Brow Beat

How “Tomorrow Never Knows” Redefined Pop

The cover of the Beatles album Revolver

Last night’s Mad Men found the show’s heroes reconciling their views and practices with a rapidly changing world (as usual). While Matthew Weiner and co. have always carefully curated the show’s soundtrack, this season in particular has made a running theme of older ad men acclimating to a revolutionary moment in popular music. We’ve seen the youthful appropriation of French yéyé music, the chaos of back-stage Rolling Stones worship, and, last night, the confusion prompted by the Beatles’ most radical recording.
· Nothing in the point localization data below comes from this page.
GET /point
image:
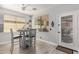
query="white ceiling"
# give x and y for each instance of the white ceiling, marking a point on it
(41, 8)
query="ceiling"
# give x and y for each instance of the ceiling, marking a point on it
(40, 8)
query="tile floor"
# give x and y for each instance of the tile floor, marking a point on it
(41, 48)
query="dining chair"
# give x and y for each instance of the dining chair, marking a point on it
(12, 40)
(31, 35)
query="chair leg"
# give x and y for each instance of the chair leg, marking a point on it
(34, 42)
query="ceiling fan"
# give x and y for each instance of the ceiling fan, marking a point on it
(24, 6)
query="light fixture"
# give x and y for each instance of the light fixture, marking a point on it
(24, 6)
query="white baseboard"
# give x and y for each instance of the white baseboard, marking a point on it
(6, 42)
(48, 42)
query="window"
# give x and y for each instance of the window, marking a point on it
(13, 22)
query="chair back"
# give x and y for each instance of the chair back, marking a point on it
(11, 31)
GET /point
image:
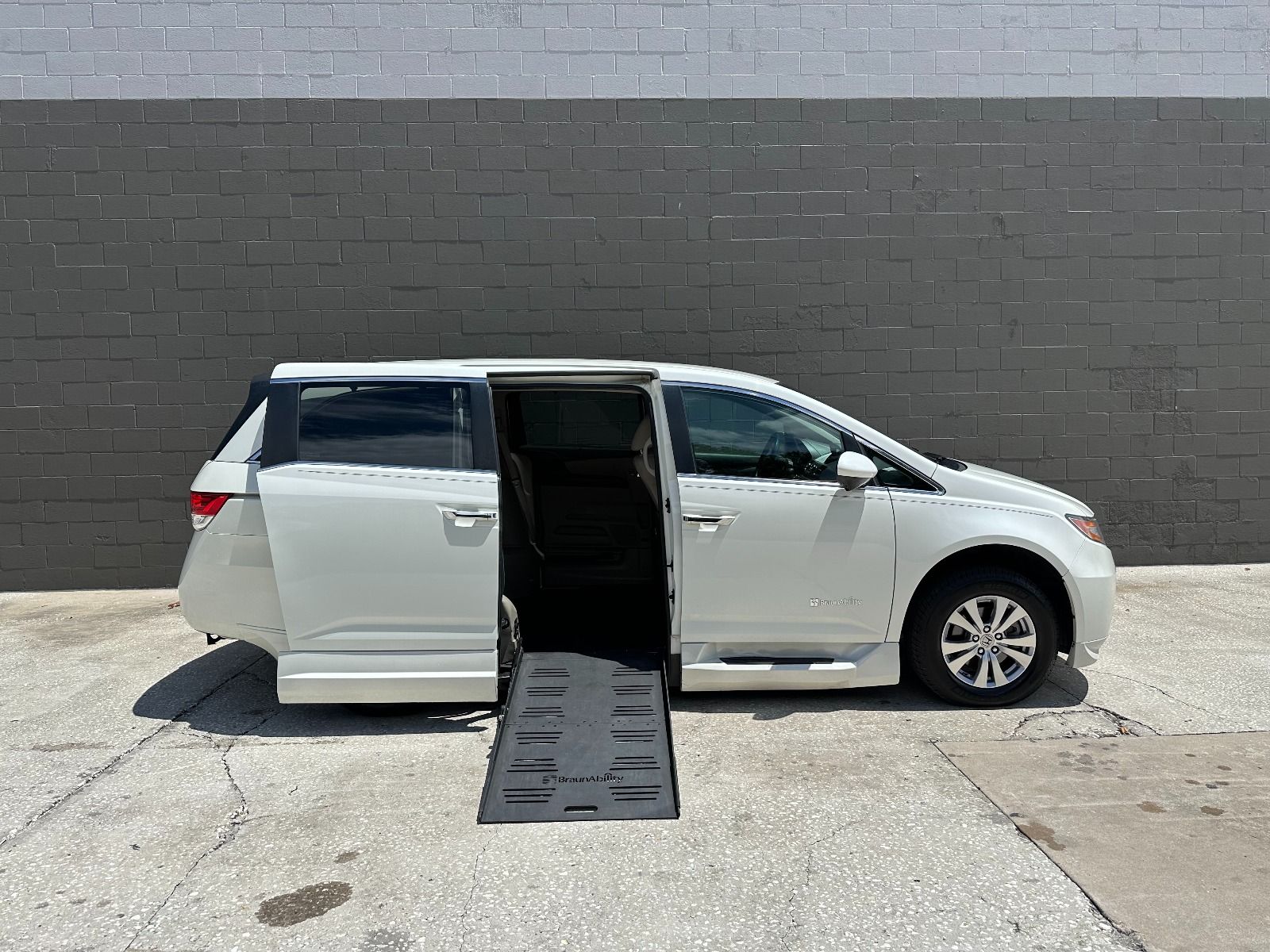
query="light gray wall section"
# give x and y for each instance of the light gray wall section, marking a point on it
(637, 48)
(1071, 290)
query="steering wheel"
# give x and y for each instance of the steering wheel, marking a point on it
(784, 457)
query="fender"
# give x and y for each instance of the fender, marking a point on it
(914, 568)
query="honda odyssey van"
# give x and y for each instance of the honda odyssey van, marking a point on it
(402, 531)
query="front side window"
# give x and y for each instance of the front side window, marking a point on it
(892, 475)
(421, 424)
(740, 435)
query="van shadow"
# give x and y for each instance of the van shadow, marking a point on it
(1064, 689)
(232, 691)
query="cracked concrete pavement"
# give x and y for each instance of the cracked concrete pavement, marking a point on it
(158, 797)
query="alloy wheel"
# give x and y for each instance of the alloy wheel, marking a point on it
(988, 643)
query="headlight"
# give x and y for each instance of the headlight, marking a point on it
(1089, 527)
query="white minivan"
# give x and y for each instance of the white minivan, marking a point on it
(399, 531)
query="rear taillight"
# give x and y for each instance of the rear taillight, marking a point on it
(205, 505)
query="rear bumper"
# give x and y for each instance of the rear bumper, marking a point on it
(1091, 585)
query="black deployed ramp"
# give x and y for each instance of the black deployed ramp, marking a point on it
(583, 738)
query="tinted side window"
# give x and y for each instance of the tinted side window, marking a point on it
(387, 424)
(571, 420)
(737, 435)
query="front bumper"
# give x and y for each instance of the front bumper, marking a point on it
(1091, 587)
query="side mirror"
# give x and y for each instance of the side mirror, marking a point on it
(855, 470)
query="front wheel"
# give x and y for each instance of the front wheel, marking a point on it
(983, 638)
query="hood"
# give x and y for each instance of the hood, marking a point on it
(1007, 488)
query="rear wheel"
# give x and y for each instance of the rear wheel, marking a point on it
(983, 638)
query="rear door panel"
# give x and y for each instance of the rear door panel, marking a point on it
(368, 560)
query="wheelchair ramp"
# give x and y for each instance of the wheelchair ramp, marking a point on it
(583, 738)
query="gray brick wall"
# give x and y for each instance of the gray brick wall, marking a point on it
(1073, 290)
(441, 48)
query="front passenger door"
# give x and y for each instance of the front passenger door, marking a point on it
(778, 558)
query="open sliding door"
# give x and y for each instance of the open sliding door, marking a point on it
(381, 505)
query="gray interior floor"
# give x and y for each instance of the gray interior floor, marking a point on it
(154, 793)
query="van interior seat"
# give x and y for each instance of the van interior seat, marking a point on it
(583, 549)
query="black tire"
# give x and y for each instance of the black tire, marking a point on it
(924, 632)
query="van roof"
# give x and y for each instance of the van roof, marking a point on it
(484, 366)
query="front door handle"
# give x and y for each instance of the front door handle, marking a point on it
(709, 522)
(467, 518)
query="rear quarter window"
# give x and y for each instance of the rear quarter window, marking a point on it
(387, 424)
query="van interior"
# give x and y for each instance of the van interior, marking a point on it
(582, 518)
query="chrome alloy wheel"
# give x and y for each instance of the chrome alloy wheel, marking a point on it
(988, 643)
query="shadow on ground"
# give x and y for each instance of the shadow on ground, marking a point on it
(230, 689)
(905, 697)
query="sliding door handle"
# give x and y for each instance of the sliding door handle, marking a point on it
(709, 522)
(467, 518)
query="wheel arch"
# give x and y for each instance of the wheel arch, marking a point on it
(1009, 558)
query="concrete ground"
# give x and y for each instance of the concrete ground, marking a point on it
(156, 797)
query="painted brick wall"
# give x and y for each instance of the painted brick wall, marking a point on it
(614, 50)
(1073, 290)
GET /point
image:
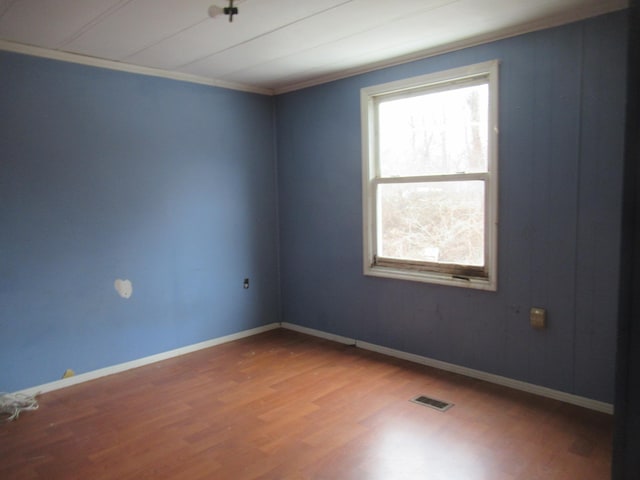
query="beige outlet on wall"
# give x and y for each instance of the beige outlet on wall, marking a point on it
(538, 317)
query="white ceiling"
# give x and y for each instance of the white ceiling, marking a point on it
(272, 45)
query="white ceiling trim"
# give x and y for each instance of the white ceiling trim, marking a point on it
(530, 27)
(568, 17)
(127, 67)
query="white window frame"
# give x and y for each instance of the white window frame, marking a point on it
(369, 97)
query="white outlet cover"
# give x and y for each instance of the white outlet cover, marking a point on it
(123, 287)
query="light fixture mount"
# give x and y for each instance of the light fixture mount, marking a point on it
(231, 10)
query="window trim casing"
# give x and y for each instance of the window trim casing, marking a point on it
(371, 175)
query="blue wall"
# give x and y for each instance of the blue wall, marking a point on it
(107, 175)
(561, 155)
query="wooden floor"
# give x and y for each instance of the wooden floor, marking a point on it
(282, 405)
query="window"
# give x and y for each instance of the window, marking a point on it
(430, 177)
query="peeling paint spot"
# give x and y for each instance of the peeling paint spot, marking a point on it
(123, 287)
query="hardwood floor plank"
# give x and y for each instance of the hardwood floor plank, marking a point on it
(283, 405)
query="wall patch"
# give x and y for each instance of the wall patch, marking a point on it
(123, 287)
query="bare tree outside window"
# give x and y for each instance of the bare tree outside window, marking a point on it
(430, 177)
(433, 134)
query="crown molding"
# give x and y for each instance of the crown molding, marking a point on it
(126, 67)
(608, 6)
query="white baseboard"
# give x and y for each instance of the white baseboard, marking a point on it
(103, 372)
(469, 372)
(318, 333)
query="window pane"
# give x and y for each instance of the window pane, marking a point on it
(434, 133)
(432, 222)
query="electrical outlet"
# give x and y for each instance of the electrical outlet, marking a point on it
(538, 317)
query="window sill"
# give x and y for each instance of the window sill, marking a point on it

Michael Ginsberg, a newish addition to Sterling Cooper Draper Pryce, pitches a cologne ad based on an extended Hard Days Night riff. The client counters with a lame, generic replacement for the “exciting” music of the Beatles. Then, at Megan’s behest, Don considers, and finally rejects, “Tomorrow Never Knows,” the closing track of Revolver. (Update: Lionsgate, the studio that produces Mad Menreportedly paid $250,000 to use the song.)

By 1966, when the episode takes place, the Beatles had been pushing songwriting conventions for a few years already—really ever since they were gigging in Hamburg with Pete Best, melding tin-pan skiffle songs popular in Britain with the American blues John Lennon loved. But “Tomorrow Never Knows” represented a more significant innovation: Rather than playing with what they could do inside a pop song, the Beatles asked what kind of music a pop song might be.

The track changed the rules of pop in several ways. It uses just one chord and a single drum beat throughout. The recording features such heavy studio processing, experimentation, and random interference that it could not, at the time, be played live—and, according to George Martin, it could never be recorded in the same way again.

To get the vocal sound he wanted, Lennon had suggested that he tie himself to a rope and swing around the microphone while singing. Instead, Martin built a special speaker cabinet. Multiple tape machines played pre-recorded loops throughout the Abbey Road studios, each machine monitored by a technician who held a pencil in the loop to maintain “proper tension.” John, Paul, George, and Ringo manned the faders on the mixing console, while Martin controlled stereo panning and 19-year-old engineer Geoff Emerick kept “a general eye on the meters to make sure no one was doing anything excessive.” Rather than a group of kids banging on drums and guitars, the process conjures images of scientists in a lab, using technology to will a new sort of music into existence.

With its pounding rhythm, droning guitars, and lyrics of mental and physical surrender (cribbed from Buddhist death prayers via Timothy Leary), “Tomorrow Never Knows” laid the foundations for much of the psychedelic music that followed—and its pioneering use of audio manipulation was a key moment in the development of electronic and dance music.

The clients and the SCDP brass (and even, at times, George Harrison) considered the group “just a little dance hall band,” but, with “Tomorrow Never Knows,” the Beatles crossed a pop-music rubicon, into a realm where rules and conventions were abandoned and anything seemed possible. Though they continued to push songwriting (and recording) boundaries throughout their career, no step they took was as singularly radical as the final track of Revolver.

Over at the Mad Men TV Club, John Swansburg points to the moment on last night’s episode when Don stares into an empty elevator shaft, a metaphor for the abyss of his future. “Tomorrow Never Knows” serves a similar function: As Don listens to the song, he’s hearing a musical future free from formal constraints or limitations, itself an abyss of sorts, albeit a more hopeful one. Though this bit of trivia is debated, the original working title for the Beatles’ “Tomorrow Never Knows” was reportedly “The Void.”